Lindsay Dolce is the Chief Advancement Officer for Reading & Math, Inc., a nonprofit organization dedicated to enhancing student achievement in literacy and math. She previously served as the Executive Director of Serve Colorado and Colorado Reads - Colorado’s Early Literacy Initiative. She also gained extensive national and state-level advocacy and outreach experience as Senior Program Manager for the David and Laura Merage Foundation. Dolce received her B.A. in English, Political Science and International Relations from William Jewell College, studied at Oxford University, and received her Juris Doctorate from the University of Missouri at Kansas City. 

 

Describe your area of study and how it relates to current policy discussions surrounding inequality.  

Our area of study is how community members can make a significant impact on community issues. This approach inherently works to address inequities in society. In education, where this area of study has advanced the furthest, we have acquired substantial evidence that community-members serving in Reading Corps or Math Corps can and do support schools to improve student reading and math outcomes.

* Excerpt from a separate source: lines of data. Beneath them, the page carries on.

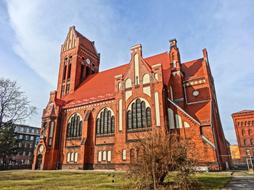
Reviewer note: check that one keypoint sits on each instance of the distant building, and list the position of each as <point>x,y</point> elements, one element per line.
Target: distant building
<point>235,152</point>
<point>27,137</point>
<point>244,129</point>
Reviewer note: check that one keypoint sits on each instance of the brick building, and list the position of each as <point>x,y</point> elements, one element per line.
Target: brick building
<point>27,137</point>
<point>93,117</point>
<point>244,129</point>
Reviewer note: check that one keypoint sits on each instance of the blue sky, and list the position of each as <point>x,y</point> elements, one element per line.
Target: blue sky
<point>31,32</point>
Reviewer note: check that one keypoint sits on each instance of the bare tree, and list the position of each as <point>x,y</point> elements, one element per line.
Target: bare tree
<point>14,108</point>
<point>14,105</point>
<point>158,154</point>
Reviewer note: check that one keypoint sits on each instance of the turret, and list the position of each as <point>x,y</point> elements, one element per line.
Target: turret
<point>176,82</point>
<point>78,60</point>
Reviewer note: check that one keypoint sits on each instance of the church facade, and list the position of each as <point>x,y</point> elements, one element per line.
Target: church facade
<point>94,117</point>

These community members often reflect the backgrounds and experiences faced by students, such that not only are they delivering educational interventions that significantly improve reading and math outcomes--in many cases with empirical evidence for closing the achievement gap--they provide students literally living proof that they can make a positive impact on their local communities.   

 

What areas in the study of inequality are most in need of new research?  

In the area of recovery from drug and substance abuse--which is disproportionately negatively impacting communities of color and lesser financial resources--what is the potential to tap community members to deliver recovery supports that align with evidence-based practices and produce a demonstrable effect on individual recovery outcomes?  

 

What advice do you have for emerging scholars in your field?  

Don't underestimate the power of communities to lift themselves up, not just in an inspirational sense but in an empirical sense.